Among art collectors and museum curators, Bart needs little introduction. Her work is included in many museum, university, and private collections. She has experimented with genre and materials, and collaborated with artists and writers for more than four decades, creating exquisitely executed work of refinement and detail, symbol and materiality. 

Bart creates evocative content through the narrative power of objects, the theater of installation, and the intimacy of artist’s books. At the core of her work is a deep and abiding interest in the personal and cultural expression of memory. Using bronze, stone, and gold leaf; wood and paper; books and words; and quotidian found objects, Bart signifies a site, marks an event, and draws attention to imprints of the past as they live in the present. Despite the variety of material and subjects, Bart maintains a consistent aesthetic and set of themes that enrich each object and tableau. 

For Reckoning, Bart created a tableau that evokes memory, archetype, and symbol. “I was captivated by NewStudio Gallery’s space, low ceilings, and sense of compression,” Bart says. The installation includes a table setting that “reflects on the past, what we’ve had, and what we might lose,” she explains. In front of the table is an array of harrow disks, each of which holds an element of significance: an animal bone resembling a mask, a stone similar to an axe handle, a model of barn Bart constructed, a burl from a tree, a bronze-casting of a soapstone owl. Above every disk hangs a plumb bob. Under Bart’s gaze and through her aesthetic, every object in the installation has undergone transformation. Other works, some available for purchase, are also included in the exhibition. 

“We live in a broken world,” Bart says. “Reckoning is a cautionary tale. The narratives I create are told through objects and images. Some of the objects in Reckoning are relics of the past; others, artifacts of the present. Objects in this installation also are from the natural world, collected cultural commodities, or created or altered in the studio.” 

photo by Victor Bloomfield

Beginning as a textile artist, Bart was a cofounding member of WARM (the Women’s Art Registry of Minnesota, one of the first feminist art collectives in the United States) and of Traffic Zone Center for Visual Art in Minneapolis, where she has her studio. 

During her career, Bart has commemorated the lives of the forgotten from the victims of the Triangle Shirtwaist Factory fire in 1911 in New York City to American troops killed in Afghanistan. She has drawn inspiration from wide-ranging sources, from medieval incantations to objects found on her global travels. She has sought imaginative ways to represent the self, from categorizing the arc of a woman’s life in five sculptural garments to presenting her autobiography in 70 test tubes, one for each year of her life. Across her practice, Bart has called on her Jewish cultural heritage, collective memory, and her own personal experience to produce an intensely creative and innovative body of work.

photo by Victor Bloomfield

 Bart’s work has been exhibited throughout the United States and Germany, and she has completed more than a dozen public art commissions in the United States, Japan, and Israel.
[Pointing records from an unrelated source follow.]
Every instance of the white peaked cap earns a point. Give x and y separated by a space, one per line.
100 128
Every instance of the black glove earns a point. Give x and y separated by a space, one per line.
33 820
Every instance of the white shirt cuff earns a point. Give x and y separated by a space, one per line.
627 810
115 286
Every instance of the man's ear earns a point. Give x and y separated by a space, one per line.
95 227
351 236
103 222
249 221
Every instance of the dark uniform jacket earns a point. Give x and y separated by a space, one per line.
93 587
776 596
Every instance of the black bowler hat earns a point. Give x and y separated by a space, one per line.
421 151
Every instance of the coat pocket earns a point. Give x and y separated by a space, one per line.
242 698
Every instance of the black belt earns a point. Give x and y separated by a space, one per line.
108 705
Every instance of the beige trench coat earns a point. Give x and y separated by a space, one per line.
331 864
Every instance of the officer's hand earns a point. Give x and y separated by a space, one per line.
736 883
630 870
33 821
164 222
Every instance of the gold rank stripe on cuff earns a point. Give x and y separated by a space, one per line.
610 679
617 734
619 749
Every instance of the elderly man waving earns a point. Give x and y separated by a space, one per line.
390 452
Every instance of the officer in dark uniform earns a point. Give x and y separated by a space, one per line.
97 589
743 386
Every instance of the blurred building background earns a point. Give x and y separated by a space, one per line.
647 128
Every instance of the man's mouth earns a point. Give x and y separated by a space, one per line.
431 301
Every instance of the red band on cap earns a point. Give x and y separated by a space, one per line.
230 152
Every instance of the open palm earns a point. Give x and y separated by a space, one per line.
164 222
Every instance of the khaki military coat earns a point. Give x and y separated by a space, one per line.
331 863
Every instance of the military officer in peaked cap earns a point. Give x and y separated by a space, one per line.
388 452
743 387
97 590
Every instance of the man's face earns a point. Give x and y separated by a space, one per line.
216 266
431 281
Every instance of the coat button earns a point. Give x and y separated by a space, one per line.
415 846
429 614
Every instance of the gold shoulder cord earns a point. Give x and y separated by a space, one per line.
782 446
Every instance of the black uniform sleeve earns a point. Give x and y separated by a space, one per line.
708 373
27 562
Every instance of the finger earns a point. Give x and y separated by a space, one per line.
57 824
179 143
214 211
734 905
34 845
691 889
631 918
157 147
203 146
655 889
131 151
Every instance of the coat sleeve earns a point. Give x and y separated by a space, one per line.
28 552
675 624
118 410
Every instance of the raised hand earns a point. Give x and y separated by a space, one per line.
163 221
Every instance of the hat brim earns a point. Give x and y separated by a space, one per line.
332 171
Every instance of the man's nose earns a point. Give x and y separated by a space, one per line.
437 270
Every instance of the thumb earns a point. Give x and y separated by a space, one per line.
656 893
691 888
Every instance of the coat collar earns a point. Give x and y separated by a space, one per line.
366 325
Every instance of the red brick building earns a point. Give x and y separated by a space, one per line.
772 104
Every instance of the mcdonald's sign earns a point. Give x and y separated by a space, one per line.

She has received fellowships from the Bush Foundation, McKnight Foundation, MacDowell Colony, Virginia Center for Creative Arts, Yaddo, NEA Arts Midwest, and the Minnesota State Arts Board. Since 2000, she has published more than a dozen artist books and numerous mixed-media bookworks. She has won three Minnesota Book Awards, most recently in 2015 for Ghost Maps.

Exhibition events are free and open to the public. Several artworks from Harriet Bart: Reckoning are available for purchase from NewStudio Gallery.